Manufacturers of keychain tools are aware of TSA rules, which depend on the definition of a blade and sharp. In this case, the manufacturer claims it meets TSA requirements.

Best of all, the MOCA keychain tool is TSA-friendly so you can take it with you into any airport on all your adventures.

In general, you can check the manufacturer webpages of the specific tool you are considering to see if they make such a claim.

  • But how do we know if they specified TSA approved meant ok for on-bag or ok for in luggage? – Andrew.Wolphoe Nov 13 '17 at 13:30
  • @Munucial Because you can check-in any knife, so it would be pointless to approve that. – user71659 Nov 13 '17 at 15:53

There is no approval scheme for specific products. There are published guidelines which the TSA can (and does) change as they see fit. If the product clearly meets the guidelines in play at the time of inspection, it’s likely, but not guaranteed, to be accepted. TSA agents have the final say. You have no grounds for dispute, despite what some manufacturers imply.

In this case, the question of blade is the most significant. Bladed tools are not permitted for carry on, with some very limited exceptions (scissors under 4 inches from the pivot,at the time of writing).

It is not the manufacturers determination of what constitutes a blade, nor yours, that counts.

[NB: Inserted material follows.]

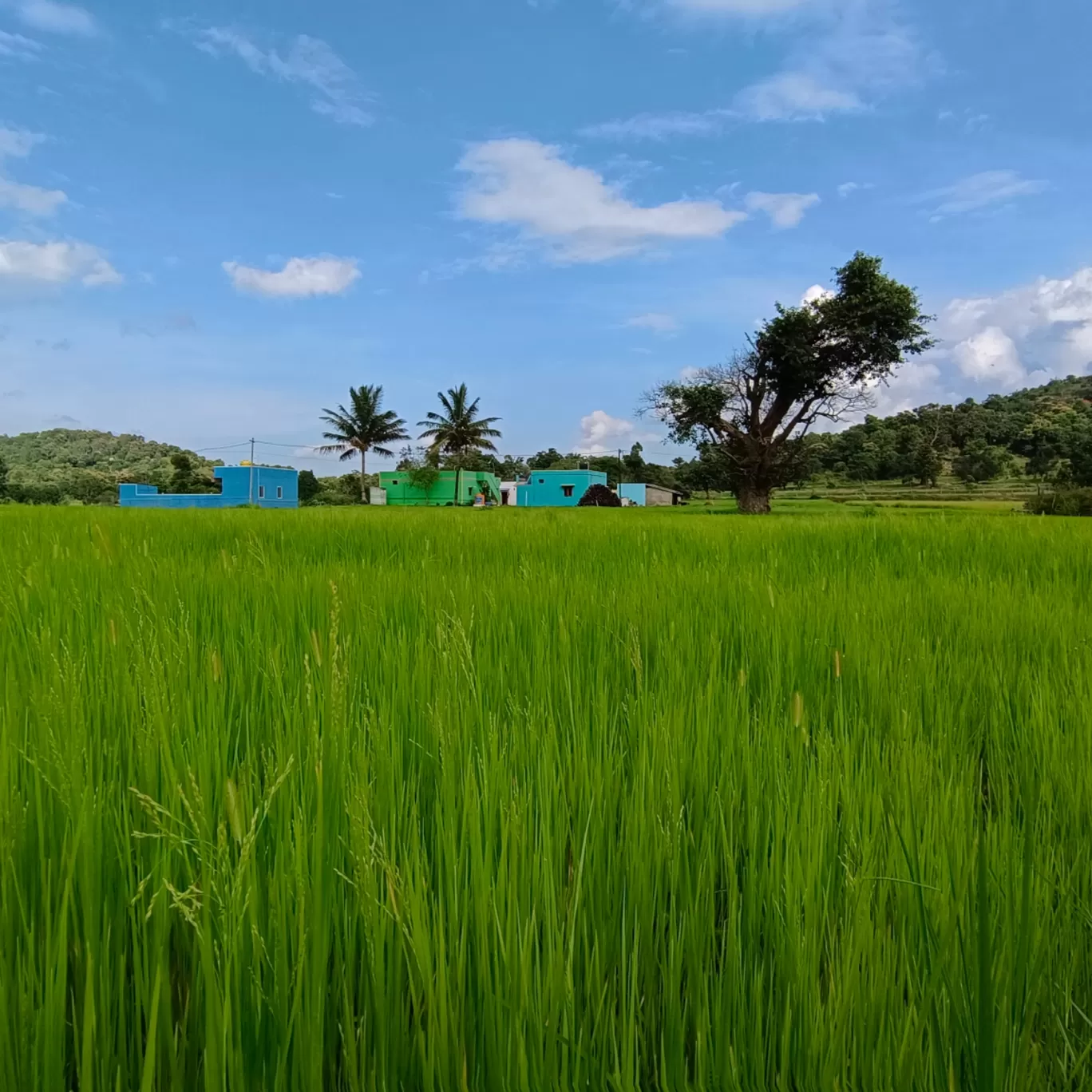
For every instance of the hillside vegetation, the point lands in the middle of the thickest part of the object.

So, the rather dull outcome is - if you’re happy to risk losing a $10 tool, you can try. If you’re not, and have checked baggage anyway, pack it in there.

(As an example of manufacturers being potentially misleading, Leatherman lists ‘TSA Approved’ products, whilst the TSA themselves simply state that ‘Leatherman tools aren’t permitted for carry on’. The manufacturer adds a footnote saying they will not pay compensation for confiscation. That suggest they know they cannot stand by their assertion of approval).